S&P 500 月例レポート

注目されるのが、3月上旬に米エネルギー情報局(EIA)がブレント原油の平均価格の見通しを2016年については37ドルから34ドル、また2017年については50ドルから40ドルに下方修正したことです。また、サウジアラビア政府が(原油安に起因する)1,000億ドルの財政赤字を補填するために60億~80億ドルの融資を求めているとの報道もありました。同国政府が前回海外からの借り入れを実施したのは10年以上前のことです。佳境を迎えている米大統領選に向けた指名争いでは、トランプ氏(共和党)とクリントン氏(民主党)がトップを走っています。州ごとに実施される予備選や党員集会は今後も続きますが、共和党では過半数を獲得した候補がいない場合、ブローカード・コンベンション(協議と代議員による複数回の投票で決める方法)が行われる可能性もあります。オバマ氏は米国大統領として88年ぶりにキューバを訪問しました。両国の関係改善は続いており、米国企業はこの島国でのビジネスチャンスに期待を寄せています。ブラジルでは、ルセフ大統領の弾劾の可能性が同国経済の潜在的な押し上げ要因とみられており、政局動向に注目が集まっています。S&Pは3月31日の取引時間外に中国の信用格付け(現在は“AA”)の見通しを「安定的」から「ネガティブ」に引き下げると発表し、その理由として経済面と金融面でのリスクを挙げました。米国政府が保険会社MetLife(MET)を「大き過ぎて潰せない金融機関」(そして、それゆえに追加的な当局による監視および報告義務を負うことになる)に認定したことに対し、連邦裁判所判事はその撤回を求める判決を下しました。またコングロマリットのGeneral Electric(GE)も、その翌日に「システム上重要な金融機関」の指定解除を申請しました。ブリュッセル国際空港とEU本部近くの地下鉄の駅がテロリストによる爆破攻撃を受け、多数の市民が犠牲になりました。この事件を受けて、セキュリティ対策と国民の安全を守る政府の役割に対する懸念が全世界で再燃しました。

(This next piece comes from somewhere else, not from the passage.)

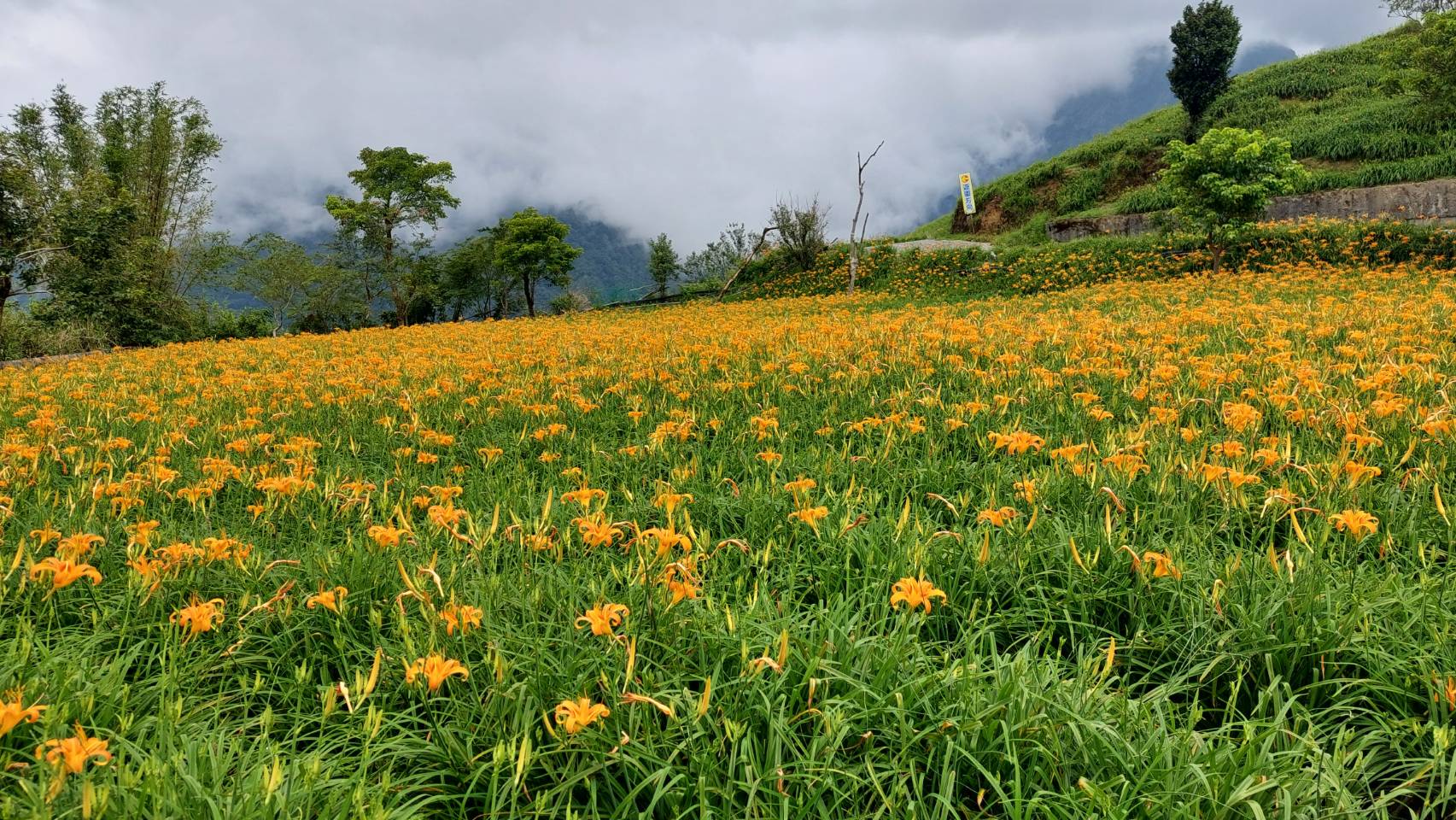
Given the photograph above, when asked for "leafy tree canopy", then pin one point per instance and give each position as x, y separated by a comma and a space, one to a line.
532, 247
1226, 181
1206, 41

企業によるレイオフの発表はさらに続きました。S&P400中型株指数構成銘柄の化粧品等の製造大手であるAvon Products(AVP、同14.0%高)は、2,500人(全従業員数の約8%)の人員削減と米国にある本社の英国への移転を発表しました。また、Credit Suisseは従来のコスト削減計画を拡大し、追加で2,000人の人員削減を行うことを明らかにしました。航空機大手Boeing(BA)は4,000人の、また資産運用会社のBlackrock(BLK、同0.2%高)は400人の人員削減をそれぞれ発表しています。